Strawberry Upside-Down Cake

Strawberry Upside-Down Cake

Make spring sweet with this Strawberry Upside-Down Cake — caramelized berries on a tender vanilla cake 🍓🍰. Perfect for sharing!

total time

55

servings

8

calories

360 kcal

ingredients

  • 500 g strawberries, hulled and halved 🍓
  • 60 g unsalted butter, melted 🧈
  • 100 g light brown sugar 🍯
  • 150 g granulated sugar 🍬
  • 2 large eggs, room temperature 🥚
  • 180 g all-purpose flour 🌾
  • 2 tsp baking powder 🥄
  • pinch of salt 🧂
  • 120 ml milk, room temperature 🥛
  • 60 ml vegetable oil (or light olive oil) 🫒
  • 1 tsp vanilla extract 🍶
  • Optional: whipped cream or vanilla ice cream for serving 🍨

instructions

  1. Preheat the oven to 180°C (350°F). Grease a 23 cm (9 in) round cake pan and line the bottom with parchment paper.
  2. In a small saucepan or microwave-safe bowl, combine the melted butter and brown sugar. Stir until smooth and slightly bubbly, then pour this caramel into the bottom of the prepared pan, spreading evenly 🧈🍯.
  3. Arrange the halved strawberries, cut side down, in a tight single layer over the caramel.

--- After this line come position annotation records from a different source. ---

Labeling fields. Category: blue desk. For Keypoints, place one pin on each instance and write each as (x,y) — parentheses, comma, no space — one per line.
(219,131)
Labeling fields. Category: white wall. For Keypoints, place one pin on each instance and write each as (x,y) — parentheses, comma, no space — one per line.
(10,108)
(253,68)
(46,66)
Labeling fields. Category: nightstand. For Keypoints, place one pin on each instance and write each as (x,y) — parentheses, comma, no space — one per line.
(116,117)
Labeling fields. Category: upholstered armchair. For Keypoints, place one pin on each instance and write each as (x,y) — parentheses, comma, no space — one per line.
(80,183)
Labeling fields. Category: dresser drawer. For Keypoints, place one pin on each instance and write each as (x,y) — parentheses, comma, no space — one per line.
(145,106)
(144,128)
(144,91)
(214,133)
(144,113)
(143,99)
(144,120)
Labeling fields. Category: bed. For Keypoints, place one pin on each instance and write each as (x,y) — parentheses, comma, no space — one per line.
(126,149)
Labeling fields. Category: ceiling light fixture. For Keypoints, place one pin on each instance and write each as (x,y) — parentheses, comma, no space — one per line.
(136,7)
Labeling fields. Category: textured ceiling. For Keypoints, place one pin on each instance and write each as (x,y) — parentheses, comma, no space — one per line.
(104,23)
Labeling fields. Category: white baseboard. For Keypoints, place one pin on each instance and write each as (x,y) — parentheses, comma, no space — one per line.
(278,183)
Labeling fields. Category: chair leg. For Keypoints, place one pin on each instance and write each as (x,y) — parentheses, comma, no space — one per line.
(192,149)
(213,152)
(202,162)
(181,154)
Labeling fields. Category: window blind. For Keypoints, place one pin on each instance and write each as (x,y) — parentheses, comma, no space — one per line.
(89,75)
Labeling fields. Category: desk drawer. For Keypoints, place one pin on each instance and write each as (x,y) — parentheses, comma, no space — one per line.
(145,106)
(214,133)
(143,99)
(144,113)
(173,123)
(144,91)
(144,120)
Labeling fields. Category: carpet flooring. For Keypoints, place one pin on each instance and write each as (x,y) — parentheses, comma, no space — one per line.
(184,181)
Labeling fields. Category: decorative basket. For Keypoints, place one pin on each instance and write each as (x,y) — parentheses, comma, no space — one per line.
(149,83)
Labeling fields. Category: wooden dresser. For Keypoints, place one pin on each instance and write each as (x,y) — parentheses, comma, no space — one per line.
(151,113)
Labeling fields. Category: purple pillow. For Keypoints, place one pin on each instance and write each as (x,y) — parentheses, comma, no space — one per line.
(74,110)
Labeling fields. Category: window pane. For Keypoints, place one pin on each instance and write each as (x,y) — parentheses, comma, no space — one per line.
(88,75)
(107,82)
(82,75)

Reserve any small berries to fill gaps 🍓.
  4. In a mixing bowl, whisk together the flour, baking powder and salt until combined 🌾🥄.
  5. In another bowl, beat the eggs with the granulated sugar until pale and slightly thickened. Add the milk, oil and vanilla, whisking to combine 🥚🥛🫒.
  6. Fold the dry ingredients into the wet mixture gently until just combined; avoid overmixing to keep the cake tender.
  7. Carefully spoon the batter over the arranged strawberries, smoothing the top so the batter covers the fruit evenly. Tap the pan lightly to remove air bubbles.
  8. Bake in the preheated oven for 30–35 minutes, or until the cake is golden and a toothpick inserted into the center comes out clean 🍰.
  9. Let the cake cool in the pan on a wire rack for 10 minutes. Run a knife around the edge to loosen, then invert the cake onto a serving plate. Peel off the parchment paper so the caramelized strawberries shine on top 🍓✨.
  10. Allow to cool slightly before slicing. Serve warm or at room temperature with a dollop of whipped cream or a scoop of vanilla ice cream if desired 🍨.
  11. Store any leftovers covered in the refrigerator for up to 3 days.